With Governor Robert Bentley signing into effect a bill supporting charter schools in Alabama, superintendents in the River Region still do not know what the bill means for their school systems.

The bill, which allows for the creation of up to 10-start-up charters a year for five years, was signed into effect Thursday afternoon by Bentley. With the new law, charter schools could be in place across Alabama by fall 2016. However, some educators in the area do not know what the law means for them.

Andre Harrison, superintendent of the Elmore County Public School System, said his main concerns with the bill were with funding the charters and how much money they would be taking from the school systems.

“That’s my number one concern because from my experience as an educator, you really don’t know what the bill will do until it has been implemented,” Harrison said. “That’s what I’m waiting to see and I’m waiting to see what it does to the education trust fund.”

Harrison said members of the school board have expressed similar concerns, but that all he could do for the time being was to see what impact the bill would have for Elmore County.

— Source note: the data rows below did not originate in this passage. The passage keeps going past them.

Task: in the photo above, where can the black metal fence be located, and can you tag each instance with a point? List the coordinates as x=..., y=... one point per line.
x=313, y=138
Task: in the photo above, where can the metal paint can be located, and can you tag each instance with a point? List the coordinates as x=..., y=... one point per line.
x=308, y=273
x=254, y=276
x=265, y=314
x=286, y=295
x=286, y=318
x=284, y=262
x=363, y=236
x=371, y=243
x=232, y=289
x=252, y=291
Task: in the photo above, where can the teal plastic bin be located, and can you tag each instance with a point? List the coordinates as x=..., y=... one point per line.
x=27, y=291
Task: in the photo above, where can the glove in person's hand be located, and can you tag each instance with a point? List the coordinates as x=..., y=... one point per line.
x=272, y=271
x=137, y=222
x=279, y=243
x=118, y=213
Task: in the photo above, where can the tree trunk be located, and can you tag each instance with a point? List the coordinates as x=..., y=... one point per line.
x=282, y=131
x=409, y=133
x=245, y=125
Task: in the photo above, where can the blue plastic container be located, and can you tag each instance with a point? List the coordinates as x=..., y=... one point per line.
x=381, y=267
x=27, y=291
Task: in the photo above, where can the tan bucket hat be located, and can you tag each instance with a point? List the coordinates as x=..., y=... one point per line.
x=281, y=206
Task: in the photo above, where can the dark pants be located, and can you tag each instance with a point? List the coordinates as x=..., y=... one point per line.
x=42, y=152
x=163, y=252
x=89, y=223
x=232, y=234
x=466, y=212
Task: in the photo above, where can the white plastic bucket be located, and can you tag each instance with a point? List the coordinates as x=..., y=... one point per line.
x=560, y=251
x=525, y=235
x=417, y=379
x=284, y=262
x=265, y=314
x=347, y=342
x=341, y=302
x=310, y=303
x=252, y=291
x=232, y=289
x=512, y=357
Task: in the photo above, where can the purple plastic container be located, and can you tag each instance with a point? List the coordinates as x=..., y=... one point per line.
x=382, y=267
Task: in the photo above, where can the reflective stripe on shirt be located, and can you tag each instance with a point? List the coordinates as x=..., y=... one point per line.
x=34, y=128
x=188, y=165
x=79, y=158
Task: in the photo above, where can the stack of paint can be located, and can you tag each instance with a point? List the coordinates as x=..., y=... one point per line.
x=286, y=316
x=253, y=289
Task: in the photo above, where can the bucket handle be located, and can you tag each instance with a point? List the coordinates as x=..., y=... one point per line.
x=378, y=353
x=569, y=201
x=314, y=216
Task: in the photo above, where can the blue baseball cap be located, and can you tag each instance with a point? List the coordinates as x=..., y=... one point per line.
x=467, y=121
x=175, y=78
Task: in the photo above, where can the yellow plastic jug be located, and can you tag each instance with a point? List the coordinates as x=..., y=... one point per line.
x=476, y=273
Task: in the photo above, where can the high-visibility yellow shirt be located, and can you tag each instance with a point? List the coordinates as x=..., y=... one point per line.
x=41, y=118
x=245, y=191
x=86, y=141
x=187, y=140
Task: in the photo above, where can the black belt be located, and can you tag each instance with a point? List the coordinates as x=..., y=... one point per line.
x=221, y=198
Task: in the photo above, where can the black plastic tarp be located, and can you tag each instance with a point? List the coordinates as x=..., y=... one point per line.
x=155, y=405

“This is a new bill and from my experience, I’m just waiting to see the implication and how it will affect us here in Elmore County,” he said.

Echoing Harrison’s comments, Margaret Allen, superintendent for Montgomery Public Schools, said there is a long way to go before charter schools would be set up in the Alabama and that until that happened, she would not be sure what that would mean for MPS.

“When it’s a done deal, I’m sure we’ll be getting our guidance from the state department and it will come with lots of training, I would imagine,” Allen said. “We’re just going to hold on and watch it come from the written charter to the actual charter in action.”

Like Harrison, Allen also expressed issues with funding, but said that state funding for education is the ultimate issue.

“We have a current need for public schools right here in our state and I don’t see that need going away because we have charters,” she said. “It’s still there, just as bold as it can be, a need for support to educate our children.”

Allen said that if implemented in MPS, charter schools could a number of students the opportunity to attend, but that she would always been concerned about all students.

“That choice will be for a specific number, but there would still be others that would have to be served, and they all deserved to be served with the same fervor and we need to give them the same kind of attention,” she said. “We just want to do the best for kids and have the resources to do it.”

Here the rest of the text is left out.